Oxymoron Definition in Literature

An oxymoron in literature is a symbolic language tool where two or more contrasting words are put next to each other to create a unique feeling or emotion because of this contrast.

These words might at first seem to not make any sense as they are directly opposite, but this opposition is part of the fun of using an oxymoron, to begin with! In addition, they can help reveal something else about the text we are reading through the odd use of words next to each other (known as a juxtaposition).

You can find the use of oxymorons in poetry, creative writing, persuasive pieces such as speeches, and even in everyday conversation. Anywhere where you might want to create emphasis by using contrast!
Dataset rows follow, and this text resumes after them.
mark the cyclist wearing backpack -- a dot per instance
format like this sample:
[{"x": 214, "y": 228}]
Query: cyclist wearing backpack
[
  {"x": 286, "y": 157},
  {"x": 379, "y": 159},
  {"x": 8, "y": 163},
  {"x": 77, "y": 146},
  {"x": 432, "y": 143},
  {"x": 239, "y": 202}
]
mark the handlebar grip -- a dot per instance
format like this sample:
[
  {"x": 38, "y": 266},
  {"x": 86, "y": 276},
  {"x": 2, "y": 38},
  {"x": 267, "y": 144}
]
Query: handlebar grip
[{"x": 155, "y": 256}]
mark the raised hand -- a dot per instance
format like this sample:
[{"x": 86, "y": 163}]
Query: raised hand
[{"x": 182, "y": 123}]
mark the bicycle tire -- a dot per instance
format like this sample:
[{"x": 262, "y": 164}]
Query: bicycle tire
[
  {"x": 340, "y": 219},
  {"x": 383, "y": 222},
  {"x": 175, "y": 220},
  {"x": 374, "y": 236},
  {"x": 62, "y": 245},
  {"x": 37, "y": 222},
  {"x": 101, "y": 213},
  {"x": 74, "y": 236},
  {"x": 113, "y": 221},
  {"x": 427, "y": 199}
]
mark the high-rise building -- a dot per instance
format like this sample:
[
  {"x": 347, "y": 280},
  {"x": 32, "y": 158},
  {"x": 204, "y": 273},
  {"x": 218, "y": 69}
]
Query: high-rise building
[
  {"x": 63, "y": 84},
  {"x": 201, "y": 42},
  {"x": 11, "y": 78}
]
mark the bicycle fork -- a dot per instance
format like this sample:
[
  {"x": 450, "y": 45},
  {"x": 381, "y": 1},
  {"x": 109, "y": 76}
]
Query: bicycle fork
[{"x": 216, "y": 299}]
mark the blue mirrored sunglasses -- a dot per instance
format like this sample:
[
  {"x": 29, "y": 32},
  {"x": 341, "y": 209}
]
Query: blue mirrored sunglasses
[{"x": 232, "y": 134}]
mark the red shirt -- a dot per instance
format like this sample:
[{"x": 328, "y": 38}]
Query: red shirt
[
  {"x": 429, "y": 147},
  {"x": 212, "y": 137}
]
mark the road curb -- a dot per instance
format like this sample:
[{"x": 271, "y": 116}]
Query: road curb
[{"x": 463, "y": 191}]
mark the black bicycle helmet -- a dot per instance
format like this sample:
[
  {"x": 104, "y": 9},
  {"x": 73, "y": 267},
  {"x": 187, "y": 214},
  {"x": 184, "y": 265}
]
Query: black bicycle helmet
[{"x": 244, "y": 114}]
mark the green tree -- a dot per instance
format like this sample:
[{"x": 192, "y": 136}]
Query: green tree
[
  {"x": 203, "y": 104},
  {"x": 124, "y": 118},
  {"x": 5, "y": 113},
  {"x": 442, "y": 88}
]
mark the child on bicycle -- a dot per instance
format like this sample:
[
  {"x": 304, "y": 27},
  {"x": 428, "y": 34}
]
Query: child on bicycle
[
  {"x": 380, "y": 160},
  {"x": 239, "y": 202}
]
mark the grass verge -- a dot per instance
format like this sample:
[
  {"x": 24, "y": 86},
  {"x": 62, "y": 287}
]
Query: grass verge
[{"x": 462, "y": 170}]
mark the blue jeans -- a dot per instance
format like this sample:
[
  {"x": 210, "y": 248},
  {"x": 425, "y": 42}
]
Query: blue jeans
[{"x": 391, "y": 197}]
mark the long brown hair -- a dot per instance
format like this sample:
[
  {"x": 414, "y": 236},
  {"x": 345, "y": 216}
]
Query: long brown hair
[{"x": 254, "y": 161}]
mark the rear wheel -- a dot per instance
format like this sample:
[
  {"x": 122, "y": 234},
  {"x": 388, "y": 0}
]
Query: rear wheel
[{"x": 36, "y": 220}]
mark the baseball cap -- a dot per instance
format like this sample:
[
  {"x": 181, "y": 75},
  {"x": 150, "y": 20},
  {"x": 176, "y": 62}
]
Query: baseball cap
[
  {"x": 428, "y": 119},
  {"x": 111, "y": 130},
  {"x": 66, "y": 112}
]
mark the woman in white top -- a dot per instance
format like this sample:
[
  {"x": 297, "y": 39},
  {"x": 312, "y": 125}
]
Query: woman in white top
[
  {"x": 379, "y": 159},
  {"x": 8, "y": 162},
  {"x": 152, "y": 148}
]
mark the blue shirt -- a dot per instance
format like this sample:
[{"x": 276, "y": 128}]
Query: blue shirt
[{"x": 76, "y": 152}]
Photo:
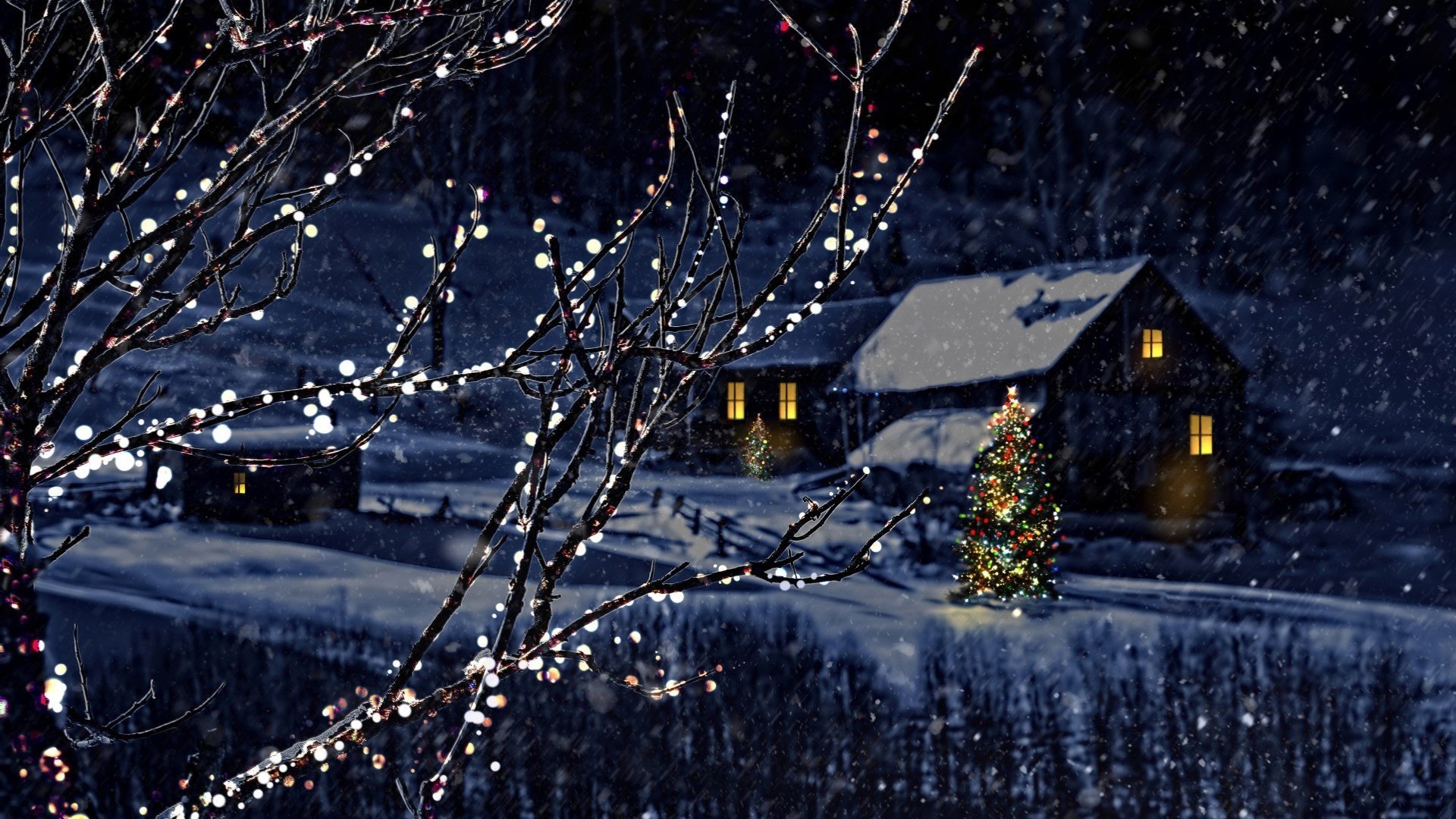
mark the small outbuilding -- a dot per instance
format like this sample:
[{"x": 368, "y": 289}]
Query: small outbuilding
[
  {"x": 1142, "y": 406},
  {"x": 213, "y": 490}
]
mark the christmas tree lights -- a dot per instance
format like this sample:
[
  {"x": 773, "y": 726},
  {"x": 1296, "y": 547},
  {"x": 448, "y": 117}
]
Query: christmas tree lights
[
  {"x": 1009, "y": 541},
  {"x": 758, "y": 455}
]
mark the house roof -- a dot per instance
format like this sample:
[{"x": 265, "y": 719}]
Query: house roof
[
  {"x": 946, "y": 439},
  {"x": 996, "y": 325},
  {"x": 826, "y": 338},
  {"x": 254, "y": 441}
]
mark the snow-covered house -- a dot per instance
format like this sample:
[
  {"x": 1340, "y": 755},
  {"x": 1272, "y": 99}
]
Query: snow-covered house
[
  {"x": 1141, "y": 403},
  {"x": 788, "y": 385},
  {"x": 215, "y": 490}
]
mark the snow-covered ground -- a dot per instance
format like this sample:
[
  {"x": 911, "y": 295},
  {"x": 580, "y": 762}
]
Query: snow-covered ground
[{"x": 386, "y": 576}]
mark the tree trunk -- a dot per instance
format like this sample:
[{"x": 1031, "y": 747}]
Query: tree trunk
[{"x": 36, "y": 774}]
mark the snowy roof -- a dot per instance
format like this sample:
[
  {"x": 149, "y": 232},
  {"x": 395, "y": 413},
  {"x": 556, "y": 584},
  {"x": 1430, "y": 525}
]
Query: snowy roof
[
  {"x": 946, "y": 439},
  {"x": 971, "y": 328},
  {"x": 293, "y": 438},
  {"x": 826, "y": 338}
]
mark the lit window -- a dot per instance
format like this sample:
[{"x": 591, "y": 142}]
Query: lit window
[
  {"x": 1200, "y": 435},
  {"x": 788, "y": 401},
  {"x": 1152, "y": 344},
  {"x": 736, "y": 401}
]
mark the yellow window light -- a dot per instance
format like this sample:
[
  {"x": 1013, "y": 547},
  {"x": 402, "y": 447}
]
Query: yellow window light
[
  {"x": 1200, "y": 435},
  {"x": 788, "y": 401},
  {"x": 1152, "y": 344}
]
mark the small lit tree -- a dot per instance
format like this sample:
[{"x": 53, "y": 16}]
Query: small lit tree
[
  {"x": 758, "y": 455},
  {"x": 1011, "y": 532}
]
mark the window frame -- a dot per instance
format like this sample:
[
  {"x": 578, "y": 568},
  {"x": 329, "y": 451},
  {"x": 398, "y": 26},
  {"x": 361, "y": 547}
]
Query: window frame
[
  {"x": 1200, "y": 435},
  {"x": 1152, "y": 346},
  {"x": 788, "y": 401},
  {"x": 737, "y": 401}
]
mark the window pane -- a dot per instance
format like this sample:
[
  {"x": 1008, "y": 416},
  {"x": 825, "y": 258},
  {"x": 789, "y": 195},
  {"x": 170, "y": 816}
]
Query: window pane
[
  {"x": 736, "y": 400},
  {"x": 1200, "y": 435},
  {"x": 788, "y": 401}
]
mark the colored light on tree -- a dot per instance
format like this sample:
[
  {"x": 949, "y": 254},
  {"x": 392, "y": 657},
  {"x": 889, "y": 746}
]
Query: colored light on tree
[
  {"x": 758, "y": 455},
  {"x": 1011, "y": 531}
]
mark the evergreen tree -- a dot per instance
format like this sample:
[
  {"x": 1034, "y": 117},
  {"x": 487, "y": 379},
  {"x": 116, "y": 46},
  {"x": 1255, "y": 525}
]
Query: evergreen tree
[
  {"x": 1011, "y": 535},
  {"x": 758, "y": 455}
]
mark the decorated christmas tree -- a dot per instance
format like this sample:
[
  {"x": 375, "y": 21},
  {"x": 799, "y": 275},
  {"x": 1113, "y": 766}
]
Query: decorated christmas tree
[
  {"x": 758, "y": 457},
  {"x": 1011, "y": 531}
]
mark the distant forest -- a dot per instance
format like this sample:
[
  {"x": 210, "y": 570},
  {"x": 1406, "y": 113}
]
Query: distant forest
[
  {"x": 1257, "y": 140},
  {"x": 1251, "y": 136}
]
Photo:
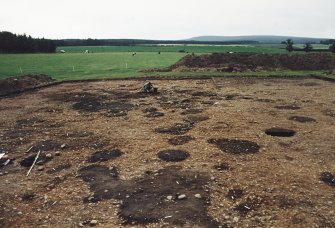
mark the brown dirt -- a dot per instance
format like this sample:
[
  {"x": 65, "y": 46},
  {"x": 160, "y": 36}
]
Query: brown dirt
[
  {"x": 254, "y": 62},
  {"x": 285, "y": 181},
  {"x": 22, "y": 83}
]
Where does the word oxymoron come from?

The first half of the word ‘Oxymoron’ comes from the Ancient Greek word ‘Oxus,’ which means ‘sharp.’ The second half is taken from the Ancient Greek Word ‘Mōros’, meaning ‘dull’ or ‘foolish.’ Taken together, we get a word that translates as ‘sharply dull,’ which is an example of an oxymoron itself! This makes it an example of an autological word!

Examples of oxymoron

Perhaps the best way to learn about oxymorons in literature is through examples. This way, the techniques and effects of this tool can be felt. Here are some examples of an oxymoron in a sentence:

  • “After the teacher had finished speaking, there was a deafening silence within the room.”
  • “The comedian was seriously funny.”
  • “Walking through the city in a busy crowd, we were alone together.”
  • “The amateur baker made a perfectly imperfect cake.”
  • “My fears grew smaller as the night went on.”
  • “All animals are equal, but some are more equal than others” – George Orwell, ‘Nineteen Eighty-Four.’
  • “Her face let out a silent scream as she watched.”

Oxymorons can also be found in everyday language, such as walking dead,’ ‘only choice,’ and ‘old news.’

What is the purpose of an oxymoron in literature?

The purpose of an oxymoron in literature will vary depending on a few factors. What is the author’s purpose? What is the text type? Is it written to entertain, persuade or explain?

Here are some potential uses of an oxymoron to think about when reading texts that include them or even when getting ready to write your own:

  • To add dramatic effect. An oxymoron can be very dramatic! Poets like William Shakespeare would use this figurative device to emphasize the emotions felt by his characters. We can see this in Romeo and Juliet, where the pain and pleasure of love are described in the line ‘Parting is such sweet sorrow’. Not only does this help define love as a complex emotion, but it also feels grander and over-the-top.
  • To reveal a deeper meaning. Oxymorons can also make the reader aware of something they might not have noticed within the text. Like metaphors, oxymorons can reveal a hidden layer of significance in the story. For example, a character with a ‘sad smile’ might be trying to hide their true emotions.
  • To poke fun at something with irony. We see this frequently in persuasive texts. Here, a writer will use an oxymoron to show how silly or absurd something is. We could describe a situation as a ‘perfect farce’ to emphasize how bad it is.
  • To add a playful tone. This feature of language is naturally quite active, placing words that don’t normally mix right next to each other. This can create a fun and exciting energy within the writing.